My very oldest friend is moving next week from our humble home state to the Big Apple. Together we have shared the innocence of elementary school, the angst of high school, the guilt of church youth group, the particular pride of sequined music numbers.
We weathered completely different college experiences while at the same university, anchored by a daily Latin class. While I moved to California and pursued my shallow goals, he soldiered on through a successful life of academia, earning multiple masters degrees and his PhD.
Together, from thousands of miles away, we stumbled blindly through our twenties, grimacing at each others mistakes and smiling broadly when one or the other of us declared something we'd both known all along.
He may be older than I am, but moving from a small town to the big city is my area of expertise. So, not for the first time this month or even this week, here is my unsolicited advice.
Dear Drew,
All of your steps before have led to this moment, this life-changing move that will affirm for you what the rest of us have always known: You are strong enough, in fact meant for, a big world on a big stage.
The first several months may feel like a scene from Hinds Feet on High Places, but I hope that you let yourself stumble, that you're able to laugh wisely at the transition period instead of forcing a bravado that makes changes so painful.
A few Do's and Don'ts:
Do spend some time arranging your new apartment, but not too much time and not too much money. You're going to be suprised how much your style and taste will change over the next year. Not because it's a new city, but because it's a new you.
Do Not ask the cab driver where he's from. They hate that. I learned this one recently.
Do give the homeless guy a dollar sometimes, and other times Do Not. You'll know which is which.
Do Not, under any circumstances, invite someone you just met back to your apartment. Even if they seem perfectly nice and harmless.
Do Not, under any circumstances, accept an invitation back to anyone else's apartment, especially if they seem perfectly nice and harmless. You're not in Kansas anymore, Toto.

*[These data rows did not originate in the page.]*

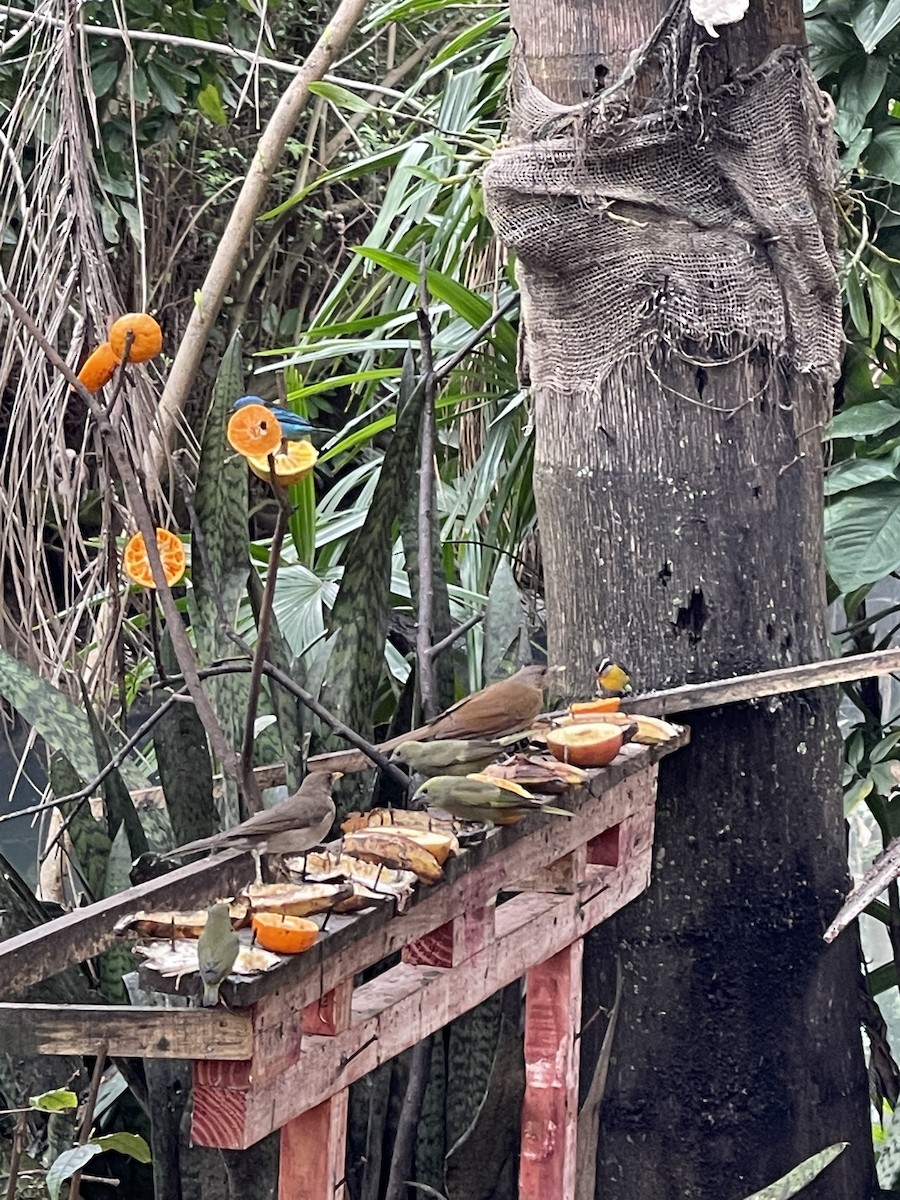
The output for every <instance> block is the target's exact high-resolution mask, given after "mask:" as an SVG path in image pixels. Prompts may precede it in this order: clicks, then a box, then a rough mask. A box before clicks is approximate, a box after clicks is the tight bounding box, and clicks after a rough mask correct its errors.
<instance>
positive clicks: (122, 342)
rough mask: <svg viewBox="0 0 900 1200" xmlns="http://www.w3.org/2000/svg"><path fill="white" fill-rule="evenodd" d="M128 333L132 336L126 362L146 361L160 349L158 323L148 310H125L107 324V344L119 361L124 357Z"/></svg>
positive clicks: (157, 353) (159, 326)
mask: <svg viewBox="0 0 900 1200" xmlns="http://www.w3.org/2000/svg"><path fill="white" fill-rule="evenodd" d="M128 334H131V337H132V342H131V349H130V350H128V362H146V361H148V359H155V358H156V355H157V354H158V353H160V350H161V349H162V330H161V329H160V323H158V322H157V320H156V319H155V318H154V317H151V316H150V313H149V312H126V313H125V316H124V317H120V318H119V319H118V320H114V322H113V324H112V325H110V326H109V344H110V346H112V348H113V354H115V356H116V358H118V359H119V360H120V361H121V359H124V358H125V343H126V341H127V337H128Z"/></svg>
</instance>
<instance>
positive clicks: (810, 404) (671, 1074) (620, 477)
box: [511, 0, 874, 1200]
mask: <svg viewBox="0 0 900 1200" xmlns="http://www.w3.org/2000/svg"><path fill="white" fill-rule="evenodd" d="M547 12H548V7H547V6H545V5H541V4H539V2H538V0H514V2H512V5H511V22H512V25H514V28H515V29H516V31H517V34H518V36H520V38H521V43H522V47H523V49H524V53H526V59H527V62H528V67H529V71H530V73H532V77H533V79H534V82H535V83H538V85H539V86H541V89H542V90H545V91H546V92H547V94H548V95H550V97H551V98H552V100H553V101H557V102H558V103H577V102H578V101H581V100H582V98H583V97H584V96H586V95H590V94H592V90H593V88H594V85H595V83H596V82H599V80H601V79H602V78H604V72H602V71H600V72H598V71H596V70H595V67H596V66H599V65H604V66H607V67H608V66H614V67H616V70H619V68H620V67H622V65H623V64H624V61H625V60H626V59H628V55H629V52H630V50H631V49H632V48H635V47H637V46H638V44H641V43H642V42H643V41H644V38H646V37H647V36H648V35H649V32H650V31H652V30H653V29H654V28H655V25H656V24H658V22H659V20H660V18H661V16H662V6H661V5H660V2H659V0H644V2H643V4H642V5H631V6H626V5H624V4H618V5H602V6H601V5H600V4H599V2H594V0H583V2H580V0H566V2H565V4H564V5H563V6H562V8H559V10H558V8H557V6H553V19H552V20H548V19H547ZM721 34H722V36H721V42H720V43H719V46H718V47H715V48H713V47H704V62H706V64H707V66H706V67H704V70H706V71H707V72H708V78H709V79H713V80H714V82H715V80H719V82H722V80H730V79H731V78H733V76H734V73H737V72H739V71H746V70H748V68H752V67H755V66H757V65H758V64H760V62H761V61H762V59H763V58H764V56H766V54H767V53H768V52H769V50H770V49H773V48H774V47H778V46H781V44H785V43H799V42H802V40H803V34H802V16H800V11H799V6H798V5H793V4H791V5H788V4H785V2H781V4H778V5H775V4H773V2H772V0H762V2H758V4H757V2H755V4H754V5H751V8H750V13H749V14H748V18H746V19H745V20H744V22H742V23H740V24H739V25H734V26H727V28H725V29H722V30H721ZM772 170H773V173H774V174H775V176H776V174H778V170H779V164H778V163H776V162H773V164H772ZM674 186H677V172H676V170H674V169H673V187H674ZM648 218H649V220H650V221H652V220H653V214H652V212H650V214H648ZM560 220H564V211H563V210H560ZM535 316H536V313H535ZM544 316H553V314H544ZM656 350H659V353H654V354H653V355H652V356H649V358H635V359H631V360H629V362H628V364H626V365H623V366H622V367H620V368H618V370H614V371H613V372H612V373H611V374H610V376H608V377H607V378H606V382H605V383H602V384H601V385H600V386H599V388H592V383H593V380H590V379H586V380H584V388H583V390H581V391H578V392H577V394H572V395H569V396H560V395H559V392H558V390H557V391H552V390H551V389H541V380H540V379H533V383H534V384H535V389H534V390H535V430H536V449H535V468H534V488H535V499H536V503H538V515H539V523H540V530H541V540H542V552H544V563H545V577H546V592H547V613H548V624H550V658H551V661H556V662H562V664H564V665H565V667H566V678H568V680H569V682H570V684H571V686H572V689H574V691H581V692H587V691H589V690H590V662H592V661H593V659H594V658H595V656H596V655H599V654H601V653H610V654H614V655H618V656H620V658H622V659H623V660H624V661H625V662H626V664H628V665H629V666H630V667H631V668H632V672H634V673H635V674H636V677H637V679H638V683H640V688H641V690H644V689H649V688H659V686H664V685H671V684H674V683H684V682H698V680H704V679H712V678H720V677H727V676H731V674H742V673H745V672H751V671H760V670H766V668H772V667H780V666H788V665H792V664H797V662H803V661H812V660H815V659H818V658H824V656H826V630H824V588H823V570H822V496H821V482H822V456H821V440H820V434H821V424H822V421H823V420H824V419H826V418H827V414H828V412H829V406H830V388H829V386H828V385H827V384H824V383H821V382H820V383H817V382H816V380H815V378H810V377H800V376H798V374H792V373H791V372H788V371H785V370H782V368H781V367H780V366H779V365H778V364H776V362H775V361H774V359H773V356H770V355H768V354H766V353H763V352H760V353H758V354H757V353H752V354H750V355H749V356H748V358H742V359H740V361H731V362H728V361H720V364H719V365H716V366H714V367H698V366H697V365H695V364H690V362H686V361H684V360H683V359H680V358H679V356H678V355H677V354H676V353H665V350H664V348H662V347H661V346H660V347H656ZM835 716H836V713H835V695H834V694H833V691H832V690H818V691H815V692H809V694H798V695H793V696H786V697H782V698H780V700H779V701H778V702H775V703H770V702H766V703H762V704H758V706H755V707H754V706H750V704H742V706H733V707H731V708H726V709H720V710H715V712H710V713H707V714H700V715H696V716H692V718H691V720H690V725H691V730H692V742H691V745H690V746H689V748H688V749H686V750H683V751H680V752H679V754H678V755H673V756H672V757H671V758H668V760H666V761H665V763H664V766H662V770H661V787H660V799H659V817H658V832H656V844H655V851H656V853H655V870H654V876H653V881H652V884H650V888H649V892H648V893H647V894H646V896H643V898H641V900H638V901H636V902H634V904H632V905H630V906H629V907H628V908H626V910H625V911H624V912H623V913H620V914H619V916H618V917H617V918H616V919H614V920H613V922H610V923H607V924H606V925H604V926H602V928H601V929H600V930H598V931H596V932H595V935H593V936H592V937H590V938H589V943H588V947H587V954H586V960H584V968H586V998H584V1007H586V1016H588V1015H590V1014H593V1013H595V1012H596V1009H598V1007H599V1006H604V1004H606V1006H607V1007H608V1006H611V1003H612V1000H613V996H614V990H616V961H617V959H618V960H620V962H622V966H623V970H624V992H623V1000H622V1008H620V1012H619V1016H618V1027H617V1032H616V1040H614V1044H613V1050H612V1060H611V1064H610V1075H608V1080H607V1090H606V1097H605V1102H604V1108H602V1115H601V1136H600V1148H599V1159H598V1193H596V1194H598V1196H602V1200H650V1198H653V1200H668V1198H671V1200H700V1198H703V1200H709V1198H710V1196H726V1195H727V1196H728V1198H731V1196H733V1198H736V1200H737V1198H740V1196H744V1195H749V1194H750V1193H751V1192H754V1190H756V1189H758V1188H762V1187H763V1186H766V1184H768V1183H772V1182H773V1181H774V1180H776V1178H778V1177H780V1176H781V1175H784V1174H785V1172H786V1171H788V1170H790V1169H791V1168H792V1166H794V1165H797V1163H799V1162H800V1160H802V1159H804V1158H806V1157H808V1156H810V1154H812V1153H815V1152H816V1151H818V1150H822V1148H824V1147H826V1146H828V1145H829V1144H832V1142H835V1141H847V1142H848V1144H850V1145H848V1148H847V1150H846V1151H845V1152H844V1154H841V1156H840V1157H839V1158H838V1159H836V1162H835V1163H833V1164H832V1165H830V1166H829V1168H828V1169H827V1170H826V1171H824V1172H823V1174H822V1175H821V1176H820V1178H818V1180H816V1182H815V1183H812V1184H811V1186H810V1187H809V1189H808V1190H809V1194H810V1196H815V1198H816V1200H863V1198H868V1196H870V1195H871V1194H872V1193H874V1176H872V1154H871V1139H870V1129H869V1109H868V1090H866V1078H865V1068H864V1062H863V1051H862V1042H860V1037H859V1021H858V1018H859V1014H858V1007H857V986H858V977H859V965H858V955H857V946H856V942H854V940H853V937H852V936H847V937H844V938H840V940H839V941H838V943H835V944H834V946H832V947H826V946H824V943H823V942H822V932H823V930H824V928H826V925H827V924H828V920H829V919H830V917H832V916H833V914H834V912H835V911H836V908H838V906H839V904H840V900H841V896H842V894H844V892H845V889H846V887H847V878H846V851H845V830H844V822H842V809H841V793H840V738H839V733H838V728H836V721H835ZM601 1025H602V1022H600V1021H596V1022H594V1025H593V1026H592V1028H590V1031H589V1032H588V1033H587V1034H586V1038H584V1052H586V1062H584V1064H583V1070H582V1079H583V1080H584V1086H586V1087H587V1085H588V1082H589V1079H590V1074H592V1070H590V1068H592V1066H593V1061H587V1060H594V1058H595V1054H596V1048H598V1045H599V1040H600V1039H601V1037H602V1028H601V1027H600V1026H601ZM592 1049H593V1055H592Z"/></svg>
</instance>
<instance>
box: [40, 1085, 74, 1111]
mask: <svg viewBox="0 0 900 1200" xmlns="http://www.w3.org/2000/svg"><path fill="white" fill-rule="evenodd" d="M28 1103H29V1108H32V1109H40V1110H41V1112H60V1111H61V1110H62V1109H77V1108H78V1097H77V1096H76V1093H74V1092H71V1091H70V1090H68V1088H67V1087H54V1090H53V1091H52V1092H41V1094H40V1096H30V1097H29V1099H28Z"/></svg>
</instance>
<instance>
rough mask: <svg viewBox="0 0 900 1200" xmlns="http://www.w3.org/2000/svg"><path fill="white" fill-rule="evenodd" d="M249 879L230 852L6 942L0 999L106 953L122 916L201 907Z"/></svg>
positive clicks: (235, 891) (151, 883)
mask: <svg viewBox="0 0 900 1200" xmlns="http://www.w3.org/2000/svg"><path fill="white" fill-rule="evenodd" d="M252 878H253V868H252V863H251V858H250V854H248V853H247V852H246V851H234V850H229V851H226V852H223V853H222V854H218V856H216V857H215V858H210V859H203V860H202V862H200V863H192V864H190V865H187V866H181V868H179V869H178V870H175V871H169V874H168V875H163V876H161V877H160V878H158V880H151V881H150V882H149V883H142V884H139V886H138V887H136V888H128V890H127V892H120V893H118V895H114V896H109V899H108V900H98V901H97V902H96V904H91V905H88V906H86V907H84V908H76V910H74V912H67V913H66V914H65V916H64V917H56V919H55V920H48V922H47V923H46V924H43V925H38V926H37V928H36V929H29V930H26V931H25V932H24V934H17V935H16V936H14V937H7V938H6V941H4V942H0V980H2V983H1V984H0V989H1V990H0V995H6V996H7V997H12V996H17V995H18V994H19V992H22V991H23V990H24V989H25V988H28V986H29V985H30V984H32V983H38V982H40V980H41V979H48V978H49V977H50V976H54V974H58V973H59V972H60V971H65V970H66V967H70V966H73V965H74V964H76V962H84V960H85V959H90V958H94V955H95V954H100V953H101V950H106V949H108V948H109V947H110V946H112V944H113V943H114V942H115V941H116V935H115V934H114V932H113V926H114V925H115V923H116V920H119V918H120V917H124V916H126V913H130V912H137V911H138V910H139V908H205V907H206V906H208V905H209V904H211V902H212V900H215V899H217V898H218V896H222V895H234V893H235V892H236V890H238V889H239V888H240V887H242V886H244V884H245V883H248V882H251V881H252Z"/></svg>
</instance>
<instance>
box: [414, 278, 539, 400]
mask: <svg viewBox="0 0 900 1200" xmlns="http://www.w3.org/2000/svg"><path fill="white" fill-rule="evenodd" d="M517 304H518V293H517V292H514V293H512V295H511V296H506V299H505V300H504V301H503V304H502V305H500V307H499V308H498V310H497V312H492V313H491V316H490V317H488V318H487V320H486V322H485V323H484V324H482V325H479V326H478V329H476V330H475V332H474V334H473V335H472V337H469V340H468V341H467V342H464V343H463V346H462V347H461V348H460V349H458V350H457V352H456V354H454V355H451V356H450V358H449V359H448V360H446V362H442V364H440V366H439V367H437V370H436V371H434V383H440V380H442V379H444V378H445V377H446V376H449V374H450V372H451V371H452V370H454V367H458V365H460V364H461V362H462V360H463V359H464V358H466V355H467V354H470V353H472V352H473V350H474V349H475V347H476V346H478V343H479V342H480V341H481V338H482V337H484V336H485V334H490V332H491V330H492V329H493V326H494V325H496V324H497V322H498V320H499V319H500V318H502V317H505V316H506V313H508V312H509V311H510V308H515V306H516V305H517Z"/></svg>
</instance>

Do try to find a healthy balance between trusting everyone and believing everyone is a serial killer. This takes time. And there's more to it than just instinct. Although
Do trust your instincts. On people, on transit, on impulse purchases.
Do not give in to the impulse to stay inside and decorate and re-decorate your apartment or fiddle on the computer for hours on end. The only way to learn the city is to navigate the city. Force yourself to find a grocery store you like, a bookstore that's close, a gym with a decent membership fee. Find all of these places without using the maps feature on your phone.

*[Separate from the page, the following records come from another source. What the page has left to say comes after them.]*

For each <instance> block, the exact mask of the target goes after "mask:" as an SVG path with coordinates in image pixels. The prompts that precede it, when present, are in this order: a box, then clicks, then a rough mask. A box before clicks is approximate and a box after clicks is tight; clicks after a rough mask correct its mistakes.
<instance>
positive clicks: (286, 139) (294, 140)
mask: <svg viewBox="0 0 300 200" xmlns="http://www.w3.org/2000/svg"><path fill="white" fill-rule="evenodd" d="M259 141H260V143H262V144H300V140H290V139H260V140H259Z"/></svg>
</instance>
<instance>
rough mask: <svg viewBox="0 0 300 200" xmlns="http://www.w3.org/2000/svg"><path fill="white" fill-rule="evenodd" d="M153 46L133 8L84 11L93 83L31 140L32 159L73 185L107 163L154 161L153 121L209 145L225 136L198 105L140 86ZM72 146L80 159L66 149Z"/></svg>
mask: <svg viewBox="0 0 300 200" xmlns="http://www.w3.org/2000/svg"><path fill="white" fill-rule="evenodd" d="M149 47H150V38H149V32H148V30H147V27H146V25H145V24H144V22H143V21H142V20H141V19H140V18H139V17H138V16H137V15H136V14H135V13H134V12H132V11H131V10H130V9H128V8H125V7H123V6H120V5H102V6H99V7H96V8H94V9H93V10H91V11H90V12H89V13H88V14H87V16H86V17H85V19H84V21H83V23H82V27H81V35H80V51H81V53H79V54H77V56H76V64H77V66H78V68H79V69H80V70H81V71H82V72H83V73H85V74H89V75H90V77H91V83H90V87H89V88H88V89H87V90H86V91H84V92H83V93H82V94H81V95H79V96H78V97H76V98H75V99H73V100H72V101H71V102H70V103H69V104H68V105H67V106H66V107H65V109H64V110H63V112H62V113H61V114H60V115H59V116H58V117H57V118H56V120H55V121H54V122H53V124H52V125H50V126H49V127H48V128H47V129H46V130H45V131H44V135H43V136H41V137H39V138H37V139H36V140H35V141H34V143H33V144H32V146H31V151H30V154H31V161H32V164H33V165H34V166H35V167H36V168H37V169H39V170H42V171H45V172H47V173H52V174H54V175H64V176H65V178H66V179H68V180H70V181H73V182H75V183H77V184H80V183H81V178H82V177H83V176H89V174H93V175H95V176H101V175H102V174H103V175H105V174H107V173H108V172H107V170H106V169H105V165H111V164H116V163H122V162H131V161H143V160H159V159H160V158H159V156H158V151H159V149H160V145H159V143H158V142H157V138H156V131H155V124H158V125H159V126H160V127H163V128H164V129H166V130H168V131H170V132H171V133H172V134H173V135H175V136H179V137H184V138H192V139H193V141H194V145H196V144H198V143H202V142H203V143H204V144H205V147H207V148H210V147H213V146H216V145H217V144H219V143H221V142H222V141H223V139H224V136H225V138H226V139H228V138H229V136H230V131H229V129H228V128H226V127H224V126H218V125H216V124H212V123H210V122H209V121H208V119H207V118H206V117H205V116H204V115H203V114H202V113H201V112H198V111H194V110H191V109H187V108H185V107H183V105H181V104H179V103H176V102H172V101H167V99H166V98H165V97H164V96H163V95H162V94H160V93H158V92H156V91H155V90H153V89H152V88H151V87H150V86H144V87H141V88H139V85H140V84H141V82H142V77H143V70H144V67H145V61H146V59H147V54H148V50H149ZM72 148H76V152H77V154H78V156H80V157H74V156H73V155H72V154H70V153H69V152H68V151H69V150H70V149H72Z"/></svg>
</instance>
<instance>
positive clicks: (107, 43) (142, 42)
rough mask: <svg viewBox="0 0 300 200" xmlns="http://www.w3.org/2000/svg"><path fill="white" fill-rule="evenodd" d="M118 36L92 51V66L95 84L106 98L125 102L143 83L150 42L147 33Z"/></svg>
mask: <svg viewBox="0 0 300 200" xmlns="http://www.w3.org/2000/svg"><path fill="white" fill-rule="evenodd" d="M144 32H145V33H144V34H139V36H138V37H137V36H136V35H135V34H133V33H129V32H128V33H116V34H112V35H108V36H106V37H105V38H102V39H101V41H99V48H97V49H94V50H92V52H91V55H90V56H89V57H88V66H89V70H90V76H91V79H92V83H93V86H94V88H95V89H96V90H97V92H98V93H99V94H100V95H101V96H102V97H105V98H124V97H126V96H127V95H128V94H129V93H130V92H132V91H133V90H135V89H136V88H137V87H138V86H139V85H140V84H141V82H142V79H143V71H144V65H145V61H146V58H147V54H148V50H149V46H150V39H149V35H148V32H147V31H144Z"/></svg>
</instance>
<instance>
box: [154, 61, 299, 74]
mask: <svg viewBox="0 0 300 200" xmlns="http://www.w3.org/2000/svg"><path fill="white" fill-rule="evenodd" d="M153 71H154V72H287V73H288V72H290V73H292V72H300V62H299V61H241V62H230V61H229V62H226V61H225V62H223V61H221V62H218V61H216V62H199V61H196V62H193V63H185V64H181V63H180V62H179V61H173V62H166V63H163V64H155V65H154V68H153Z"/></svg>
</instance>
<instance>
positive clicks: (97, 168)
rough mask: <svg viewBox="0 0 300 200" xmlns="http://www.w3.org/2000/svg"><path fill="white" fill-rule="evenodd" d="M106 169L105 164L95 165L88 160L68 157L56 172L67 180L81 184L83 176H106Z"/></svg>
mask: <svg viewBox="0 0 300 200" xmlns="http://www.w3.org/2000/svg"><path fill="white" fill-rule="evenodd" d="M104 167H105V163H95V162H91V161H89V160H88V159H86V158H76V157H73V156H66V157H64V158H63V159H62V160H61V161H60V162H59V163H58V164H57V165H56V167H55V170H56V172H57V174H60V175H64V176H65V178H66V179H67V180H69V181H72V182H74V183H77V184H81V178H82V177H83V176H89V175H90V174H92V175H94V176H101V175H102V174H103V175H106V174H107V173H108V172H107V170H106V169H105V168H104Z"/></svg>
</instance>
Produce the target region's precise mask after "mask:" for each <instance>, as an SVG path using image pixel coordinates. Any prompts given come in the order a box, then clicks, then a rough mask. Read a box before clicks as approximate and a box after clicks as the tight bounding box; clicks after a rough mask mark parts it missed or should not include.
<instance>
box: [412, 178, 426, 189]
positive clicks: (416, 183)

Do try to meet a neighbor or two. Make friends with your doormen. Establish people in your life who you could call if you needed local help in the middle of the night.
Do not lose your accent. You have letters behind your name, you've proven your intellect. Some will find it charming, others will find it thankfully familiar. You will find it shameful and then later grounding.
Do all the tourist-y things, even though this feels very, very uncool at first. Still, resist the tempation to pretend that you're a native New Yorker. It will only make you feel like a fraud. Actually, it will make you a fraud. So
Do see an impromptu musical matinee.
Do stroll through Central Park with a goofy midwestern grin.
Do visit Ground Zero and cry for your home country and your new city.
Do not take a second of this for granted, even the hardest parts. One day you will look back and proclaim Spring 2011 as a pivotal moment in your life. You'll want to be there when it happens.
I love you, my friend. I love how your story is unfolding.